Ummm you ask if you are in are relationship or not? Does it really matter if you come across as clingy?! If you want the truth then just openly ask. The way I see it, you are in a lose, lose situation anyway.

Stargurl · 05/05/2022 15:40

youvegottenminuteslynn · 05/05/2022 15:25

You have to put yourself in my shoes 8 months ago when he promised me we were exclusive and he had feelings for me.What was I meant to do?

What were you meant to do? Be honest about your wants and needs perhaps. Check he was your boyfriend and when it became clear he didn't want to be (you've outright said that you are not boyfriend / girlfriend and aren't in a relationship despite you seemingly being in one), break up with him because you're on an entirely different page.

You want him to be your boyfriend, yes?
You want to be in a relationship with him, yes?

Why do you feel that you aren't able to tell him that at any point in the last 18 months?
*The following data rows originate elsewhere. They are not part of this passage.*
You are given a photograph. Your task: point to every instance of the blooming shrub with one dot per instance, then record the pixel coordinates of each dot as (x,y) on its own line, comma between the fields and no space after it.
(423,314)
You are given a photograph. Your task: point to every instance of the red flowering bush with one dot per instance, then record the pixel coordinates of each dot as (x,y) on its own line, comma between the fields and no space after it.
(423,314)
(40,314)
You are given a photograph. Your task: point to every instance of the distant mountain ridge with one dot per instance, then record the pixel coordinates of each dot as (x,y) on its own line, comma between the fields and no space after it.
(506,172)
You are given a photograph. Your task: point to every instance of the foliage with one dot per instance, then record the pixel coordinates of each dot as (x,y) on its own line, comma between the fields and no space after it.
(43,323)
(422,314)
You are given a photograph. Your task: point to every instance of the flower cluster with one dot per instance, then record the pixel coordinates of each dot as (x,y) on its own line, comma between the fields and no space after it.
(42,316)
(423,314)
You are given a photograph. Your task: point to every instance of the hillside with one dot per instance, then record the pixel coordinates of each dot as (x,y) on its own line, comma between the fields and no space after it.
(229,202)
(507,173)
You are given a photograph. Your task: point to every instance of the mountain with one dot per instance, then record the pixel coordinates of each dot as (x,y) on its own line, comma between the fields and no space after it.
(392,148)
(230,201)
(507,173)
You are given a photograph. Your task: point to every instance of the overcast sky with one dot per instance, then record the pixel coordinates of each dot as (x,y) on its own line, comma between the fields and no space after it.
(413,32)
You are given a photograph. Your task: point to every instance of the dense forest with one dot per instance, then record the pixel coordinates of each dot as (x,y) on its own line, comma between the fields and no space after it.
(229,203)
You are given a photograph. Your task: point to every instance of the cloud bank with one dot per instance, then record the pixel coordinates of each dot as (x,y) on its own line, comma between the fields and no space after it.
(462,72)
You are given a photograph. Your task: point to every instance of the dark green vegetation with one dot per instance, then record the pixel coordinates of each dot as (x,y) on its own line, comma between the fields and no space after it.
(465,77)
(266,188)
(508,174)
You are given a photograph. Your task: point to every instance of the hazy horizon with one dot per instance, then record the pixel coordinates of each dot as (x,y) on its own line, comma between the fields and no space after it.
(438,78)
I think it's because you do know he doesn't feel the same and you don't want to say it in case he then breaks up with you.

Is that right?

I think I'm afraid to ask because I think he will probably say he's so busy and wants to carry on dating as we are because that's all he has time for. And I don't want to lose him. We act like boyfriend /girlfriend when we are together. He pays for meals for me, he opens doors, he kisses and cuddles me, he is super affectionate, says I'm beautiful and that he really likes me and has missed me etc. In person he is amazing and we act as boyfriend /girlfriend. But it's the time apart which makes me realise we aren't.

OP posts:
PurpleDaisies · 05/05/2022 15:42

The “too busy” thing is bullshit. If he wanted to be in contact, he would be. He’s too busy to text you in three weeks?

You are coming across at totally naive here.

Watchkeys · 05/05/2022 15:43

Don't take the risk and rely on luck. Until when? Until you don't have the 'How did I know 8 months ago if he was lying or not* question any more. Until you know for sure. Until you don't have questions and queries about whether you're getting what you want from him. Until his words and actions put you at ease and make you feel loved and safe and reassured, consistently, for a long period of time.

You've had plenty of advice, now, on this thread. Your main point seems to be that you were justified in how you've behaved, rather than to actually listen to what you're being told. Not really sure why you've posted, if you're so adamant that anybody would have done the same as you.

Stargurl · 05/05/2022 15:45

Can you see my confusion and difficulty though? In person he acts amazing and so affectionate. But once we've stopped spending time together he vanishes. :( I hate it. It plays with my emotions to feel so special to someone and so liked by them on person, but then feel invisible once we've parted ways. It messes with my head.

OP posts:
PurpleDaisies · 05/05/2022 15:46

Have you really fallen for the line that he’s too busy for any kind of contact except when he’s free to have sex?

He leaves your messages unread.
He rarely sees you and it’s always on his terms.
He doesn’t contact you and leaves you waiting wondering when/if he’ll ever ring again.
Tell me you really think those are the actions of someone who cares about you. Honestly.